Noviembre: Un cielo inventado

10 02 2016

Hoy en Pórtico 21 compartimos tres poemas seleccionados de la obra Noviembre: Un cielo inventado de la autora Kattia María Soto Kiewit, costarricense actualmente radicada en México D.F.

 

Viajera en el tiempo

Me asusta despertar con tu recuerdo tibio, con mis labios húmedos, con el cuerpo lleno de cicatrices que dejan tus caricias recién esfumadas. Me asusta despertar sintiéndote. Tú tan lejano, y yo que te tengo tan cerca, sintiendo tus besos, mirando tu foto en ese parque donde alguna vez caminé mientras te pensaba, mientras platicaban tu nada y mi “te extraño”.

Sonríes… Y se llena de interrogantes mi mente. ¿De quién habrá sido esa sonrisa? ¿Qué hacías ahí? Y mi sombra que viaja en el tiempo te ronda, la miro en la foto, la miro sentada mirándote, sonriéndole a tu sonrisa, besándote de lejos… Sólo mirándote.

Pasos en fuego

Ato mis manos para no escribirte y en lo profundo de mi mente escucho las voces de siempre que gritan y pelean por desatarlas; y de nuevo caigo a las letras, a decirte una vez más que te extraño: —Soñé contigo la noche pasada, tengo cicatrices de fuego en todo mi cuerpo, mis labios sonríen recuerdo y mis ojos se ciegan para no verte… Como si fuese problema, pues es en las tinieblas de mi mente cuando más te siento. A oscuras el alma camina sobre tus pasos, y desmayo al fuego que vas dejando. Asfixias mi cordura, la que quisiera tener, pero que se ha convertido en sueño. Me como las uñas, me sudan las manos frías al mirarte, siempre a mi lado, frente a mí, o en mis labios, sonriendo, matando la lucidez de algún instante, y mi realidad nuevamente es fuego y sangre, alas perdidas junto a las tuyas, viajera del tiempo, alucinando una realidad que queda después de la puerta.

¡No!, obsesión no

No buscaré un loquero que me llene de pastillas tu presencia, que me diga que te suelte, que te deje ir, no estoy obsesionada contigo, no es eso lo que te digo en estas letras, después de más de media vida escuchando y mirando tus sombras.
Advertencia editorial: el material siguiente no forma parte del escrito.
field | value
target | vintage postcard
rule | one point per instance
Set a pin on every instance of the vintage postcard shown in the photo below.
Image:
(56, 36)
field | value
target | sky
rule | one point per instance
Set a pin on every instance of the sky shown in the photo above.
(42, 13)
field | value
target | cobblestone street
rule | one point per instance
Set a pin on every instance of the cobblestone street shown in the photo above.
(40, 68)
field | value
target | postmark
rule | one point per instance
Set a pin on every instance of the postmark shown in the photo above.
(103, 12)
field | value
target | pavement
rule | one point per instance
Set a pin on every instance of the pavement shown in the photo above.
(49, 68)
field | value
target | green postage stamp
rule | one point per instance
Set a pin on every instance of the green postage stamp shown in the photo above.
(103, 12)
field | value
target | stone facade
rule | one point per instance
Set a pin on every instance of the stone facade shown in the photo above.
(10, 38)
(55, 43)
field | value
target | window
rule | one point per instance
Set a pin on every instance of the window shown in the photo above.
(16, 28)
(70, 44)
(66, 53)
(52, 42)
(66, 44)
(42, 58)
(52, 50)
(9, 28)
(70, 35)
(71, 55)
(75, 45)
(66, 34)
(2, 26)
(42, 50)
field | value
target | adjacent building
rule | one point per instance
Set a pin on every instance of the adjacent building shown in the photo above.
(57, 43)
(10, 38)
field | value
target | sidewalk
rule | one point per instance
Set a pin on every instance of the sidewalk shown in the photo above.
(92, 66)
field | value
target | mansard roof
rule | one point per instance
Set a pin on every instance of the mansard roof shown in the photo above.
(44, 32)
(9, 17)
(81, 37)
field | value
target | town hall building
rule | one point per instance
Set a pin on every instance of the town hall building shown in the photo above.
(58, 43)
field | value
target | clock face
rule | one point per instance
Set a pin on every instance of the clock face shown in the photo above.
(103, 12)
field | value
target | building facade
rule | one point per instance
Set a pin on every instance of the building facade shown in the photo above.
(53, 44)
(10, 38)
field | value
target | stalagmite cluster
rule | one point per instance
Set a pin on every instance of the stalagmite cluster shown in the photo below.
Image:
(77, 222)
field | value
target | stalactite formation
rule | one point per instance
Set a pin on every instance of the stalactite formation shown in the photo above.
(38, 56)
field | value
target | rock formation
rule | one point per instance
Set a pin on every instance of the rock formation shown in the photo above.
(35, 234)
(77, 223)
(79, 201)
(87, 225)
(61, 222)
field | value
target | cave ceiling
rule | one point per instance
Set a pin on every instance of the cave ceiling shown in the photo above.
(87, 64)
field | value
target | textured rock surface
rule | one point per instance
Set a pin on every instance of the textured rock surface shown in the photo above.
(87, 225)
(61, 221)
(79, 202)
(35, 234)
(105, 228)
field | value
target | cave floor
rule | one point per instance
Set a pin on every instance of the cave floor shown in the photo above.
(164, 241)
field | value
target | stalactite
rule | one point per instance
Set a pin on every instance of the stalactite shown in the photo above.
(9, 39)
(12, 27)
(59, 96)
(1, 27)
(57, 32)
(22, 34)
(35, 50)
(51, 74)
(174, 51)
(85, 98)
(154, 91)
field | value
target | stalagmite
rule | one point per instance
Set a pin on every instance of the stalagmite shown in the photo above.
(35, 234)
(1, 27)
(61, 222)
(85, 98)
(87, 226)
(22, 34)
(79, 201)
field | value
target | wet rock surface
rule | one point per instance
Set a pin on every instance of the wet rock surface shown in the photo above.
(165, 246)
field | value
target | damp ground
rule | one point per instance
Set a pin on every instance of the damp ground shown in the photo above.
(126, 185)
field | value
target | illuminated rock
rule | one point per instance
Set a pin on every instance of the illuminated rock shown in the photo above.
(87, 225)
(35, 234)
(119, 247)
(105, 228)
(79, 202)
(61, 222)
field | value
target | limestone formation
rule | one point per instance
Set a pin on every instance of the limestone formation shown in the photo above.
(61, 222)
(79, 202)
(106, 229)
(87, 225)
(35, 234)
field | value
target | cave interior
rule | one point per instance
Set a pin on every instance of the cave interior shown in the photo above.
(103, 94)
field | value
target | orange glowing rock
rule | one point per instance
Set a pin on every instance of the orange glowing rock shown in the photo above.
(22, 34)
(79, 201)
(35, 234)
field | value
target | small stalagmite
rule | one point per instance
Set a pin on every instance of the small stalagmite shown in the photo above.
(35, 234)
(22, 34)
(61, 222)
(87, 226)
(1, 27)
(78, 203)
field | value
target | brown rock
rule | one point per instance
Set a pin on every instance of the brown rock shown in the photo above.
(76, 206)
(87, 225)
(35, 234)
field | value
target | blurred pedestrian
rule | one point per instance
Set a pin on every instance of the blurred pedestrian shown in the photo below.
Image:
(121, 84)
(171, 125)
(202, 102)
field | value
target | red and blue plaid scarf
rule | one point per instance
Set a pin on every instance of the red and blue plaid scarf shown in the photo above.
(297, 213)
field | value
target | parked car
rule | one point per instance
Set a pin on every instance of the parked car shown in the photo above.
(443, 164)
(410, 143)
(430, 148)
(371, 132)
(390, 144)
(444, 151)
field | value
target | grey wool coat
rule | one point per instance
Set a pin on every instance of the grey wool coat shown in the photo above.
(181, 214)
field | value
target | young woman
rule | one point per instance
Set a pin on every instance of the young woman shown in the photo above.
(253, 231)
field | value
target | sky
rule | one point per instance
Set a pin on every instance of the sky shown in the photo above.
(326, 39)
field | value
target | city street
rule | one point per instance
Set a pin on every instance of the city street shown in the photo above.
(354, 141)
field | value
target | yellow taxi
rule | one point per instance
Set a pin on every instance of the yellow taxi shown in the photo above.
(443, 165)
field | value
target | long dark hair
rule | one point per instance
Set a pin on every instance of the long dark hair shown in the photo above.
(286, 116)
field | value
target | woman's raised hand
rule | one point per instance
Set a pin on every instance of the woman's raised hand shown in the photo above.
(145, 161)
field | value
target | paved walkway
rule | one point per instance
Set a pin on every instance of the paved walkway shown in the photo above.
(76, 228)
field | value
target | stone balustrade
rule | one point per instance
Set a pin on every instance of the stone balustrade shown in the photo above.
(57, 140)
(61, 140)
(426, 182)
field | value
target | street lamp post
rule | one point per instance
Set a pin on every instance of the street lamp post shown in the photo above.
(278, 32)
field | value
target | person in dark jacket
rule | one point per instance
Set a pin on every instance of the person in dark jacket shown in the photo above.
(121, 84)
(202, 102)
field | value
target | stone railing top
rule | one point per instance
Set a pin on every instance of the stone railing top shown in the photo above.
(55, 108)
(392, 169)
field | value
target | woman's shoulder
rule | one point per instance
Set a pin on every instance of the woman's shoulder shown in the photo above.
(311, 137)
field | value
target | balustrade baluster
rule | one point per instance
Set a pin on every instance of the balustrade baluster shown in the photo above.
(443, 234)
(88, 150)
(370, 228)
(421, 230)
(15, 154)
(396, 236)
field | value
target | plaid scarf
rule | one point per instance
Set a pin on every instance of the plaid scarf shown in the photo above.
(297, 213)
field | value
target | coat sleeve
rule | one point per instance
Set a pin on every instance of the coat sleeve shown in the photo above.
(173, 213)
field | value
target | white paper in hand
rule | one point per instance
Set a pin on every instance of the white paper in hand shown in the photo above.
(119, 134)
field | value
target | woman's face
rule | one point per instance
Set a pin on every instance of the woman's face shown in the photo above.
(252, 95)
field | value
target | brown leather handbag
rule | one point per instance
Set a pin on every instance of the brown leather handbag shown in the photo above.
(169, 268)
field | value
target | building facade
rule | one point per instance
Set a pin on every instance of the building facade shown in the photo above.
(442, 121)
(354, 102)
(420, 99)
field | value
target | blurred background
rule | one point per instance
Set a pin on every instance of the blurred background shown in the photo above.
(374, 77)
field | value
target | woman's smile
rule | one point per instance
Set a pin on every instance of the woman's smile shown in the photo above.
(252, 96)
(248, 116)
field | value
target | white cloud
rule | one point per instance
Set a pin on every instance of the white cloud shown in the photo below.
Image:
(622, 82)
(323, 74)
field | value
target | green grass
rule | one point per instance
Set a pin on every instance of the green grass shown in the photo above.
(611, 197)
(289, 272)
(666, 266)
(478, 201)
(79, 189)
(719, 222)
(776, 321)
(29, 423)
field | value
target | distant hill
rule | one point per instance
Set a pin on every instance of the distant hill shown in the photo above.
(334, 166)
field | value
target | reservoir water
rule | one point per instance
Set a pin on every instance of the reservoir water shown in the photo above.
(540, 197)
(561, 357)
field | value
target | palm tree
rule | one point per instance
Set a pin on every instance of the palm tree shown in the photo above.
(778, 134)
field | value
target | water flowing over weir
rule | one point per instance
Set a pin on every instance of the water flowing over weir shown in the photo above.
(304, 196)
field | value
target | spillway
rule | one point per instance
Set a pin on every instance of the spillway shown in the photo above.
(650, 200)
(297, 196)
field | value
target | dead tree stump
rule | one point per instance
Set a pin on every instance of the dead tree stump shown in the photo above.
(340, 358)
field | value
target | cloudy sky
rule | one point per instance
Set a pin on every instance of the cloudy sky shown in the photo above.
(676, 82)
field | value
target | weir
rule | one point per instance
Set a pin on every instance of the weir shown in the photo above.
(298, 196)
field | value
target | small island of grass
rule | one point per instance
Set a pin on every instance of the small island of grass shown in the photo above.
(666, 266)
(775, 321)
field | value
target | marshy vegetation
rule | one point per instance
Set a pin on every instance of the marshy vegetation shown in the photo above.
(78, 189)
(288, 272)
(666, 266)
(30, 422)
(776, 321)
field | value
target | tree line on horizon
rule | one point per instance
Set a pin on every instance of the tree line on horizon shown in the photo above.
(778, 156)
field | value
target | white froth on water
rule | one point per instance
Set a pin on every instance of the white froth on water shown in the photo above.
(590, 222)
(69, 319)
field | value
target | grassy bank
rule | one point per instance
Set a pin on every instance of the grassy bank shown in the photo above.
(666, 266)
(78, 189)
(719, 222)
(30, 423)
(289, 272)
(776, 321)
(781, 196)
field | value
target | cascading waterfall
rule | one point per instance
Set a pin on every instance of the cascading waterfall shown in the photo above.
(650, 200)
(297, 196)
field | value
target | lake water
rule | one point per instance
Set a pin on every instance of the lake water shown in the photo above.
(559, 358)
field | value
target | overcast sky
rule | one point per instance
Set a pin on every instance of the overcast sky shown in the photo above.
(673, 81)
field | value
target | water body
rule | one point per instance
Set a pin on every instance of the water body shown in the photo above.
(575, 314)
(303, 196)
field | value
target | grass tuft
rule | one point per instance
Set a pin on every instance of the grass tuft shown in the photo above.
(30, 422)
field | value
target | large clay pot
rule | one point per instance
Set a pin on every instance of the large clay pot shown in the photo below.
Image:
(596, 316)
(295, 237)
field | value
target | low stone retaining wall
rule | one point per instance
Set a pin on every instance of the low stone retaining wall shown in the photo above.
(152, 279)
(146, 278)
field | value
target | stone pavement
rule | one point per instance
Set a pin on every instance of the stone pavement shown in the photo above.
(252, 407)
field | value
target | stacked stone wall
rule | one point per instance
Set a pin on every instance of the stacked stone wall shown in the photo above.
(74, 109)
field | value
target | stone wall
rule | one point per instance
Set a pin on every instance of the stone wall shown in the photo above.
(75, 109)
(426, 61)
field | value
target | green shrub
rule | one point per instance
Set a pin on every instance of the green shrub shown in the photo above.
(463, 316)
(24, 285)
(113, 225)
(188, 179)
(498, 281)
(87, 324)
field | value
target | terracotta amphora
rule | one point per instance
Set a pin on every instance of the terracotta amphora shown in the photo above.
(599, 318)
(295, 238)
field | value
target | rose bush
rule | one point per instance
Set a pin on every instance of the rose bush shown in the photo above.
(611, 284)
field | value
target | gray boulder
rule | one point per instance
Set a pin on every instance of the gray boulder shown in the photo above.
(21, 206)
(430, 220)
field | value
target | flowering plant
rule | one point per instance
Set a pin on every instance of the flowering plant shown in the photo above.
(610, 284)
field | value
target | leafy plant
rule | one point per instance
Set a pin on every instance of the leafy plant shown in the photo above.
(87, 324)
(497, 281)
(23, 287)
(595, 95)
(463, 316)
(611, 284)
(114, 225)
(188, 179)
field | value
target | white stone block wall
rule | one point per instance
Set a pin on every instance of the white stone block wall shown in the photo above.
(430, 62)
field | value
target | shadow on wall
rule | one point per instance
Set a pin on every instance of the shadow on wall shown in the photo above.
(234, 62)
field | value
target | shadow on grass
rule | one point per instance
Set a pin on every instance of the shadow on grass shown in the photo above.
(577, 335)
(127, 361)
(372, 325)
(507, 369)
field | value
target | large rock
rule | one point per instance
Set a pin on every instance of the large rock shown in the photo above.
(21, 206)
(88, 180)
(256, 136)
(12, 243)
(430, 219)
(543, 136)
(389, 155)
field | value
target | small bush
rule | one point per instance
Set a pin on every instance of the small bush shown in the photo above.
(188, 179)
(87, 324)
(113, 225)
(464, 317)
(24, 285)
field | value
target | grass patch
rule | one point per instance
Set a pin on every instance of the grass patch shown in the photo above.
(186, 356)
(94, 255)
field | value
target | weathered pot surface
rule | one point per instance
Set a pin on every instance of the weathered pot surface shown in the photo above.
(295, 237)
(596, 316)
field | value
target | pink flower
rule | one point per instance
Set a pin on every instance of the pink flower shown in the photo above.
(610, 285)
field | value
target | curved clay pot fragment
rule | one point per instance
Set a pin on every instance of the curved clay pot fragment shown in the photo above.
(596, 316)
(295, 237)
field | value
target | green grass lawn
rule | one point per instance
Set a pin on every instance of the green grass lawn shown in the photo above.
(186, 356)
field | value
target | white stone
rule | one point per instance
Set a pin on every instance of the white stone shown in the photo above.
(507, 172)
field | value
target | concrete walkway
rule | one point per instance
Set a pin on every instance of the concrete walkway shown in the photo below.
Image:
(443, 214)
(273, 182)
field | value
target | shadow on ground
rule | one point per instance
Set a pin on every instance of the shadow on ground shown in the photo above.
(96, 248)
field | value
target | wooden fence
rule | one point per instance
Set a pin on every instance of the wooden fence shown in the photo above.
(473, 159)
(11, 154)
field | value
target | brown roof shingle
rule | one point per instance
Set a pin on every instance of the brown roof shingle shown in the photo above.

No es obsesión, no es enfermedad, aunque sé que se enferma el corazón de ausencias. Pero, contigo, puedo estar acá y regresar allá. Viajera en el tiempo: eso es lo que soy; viajera en tus risas, en tus instantes compartidos y en esos segundos que estás ausente, estando en mi presencia…

¿Enfermedad?… ¡quizás!… conocida y sentida por todos. ¡Sí!, quizás sí; quizás ésta sea mi única enfermedad, la que siempre voy a negar a los demás, menos en letras.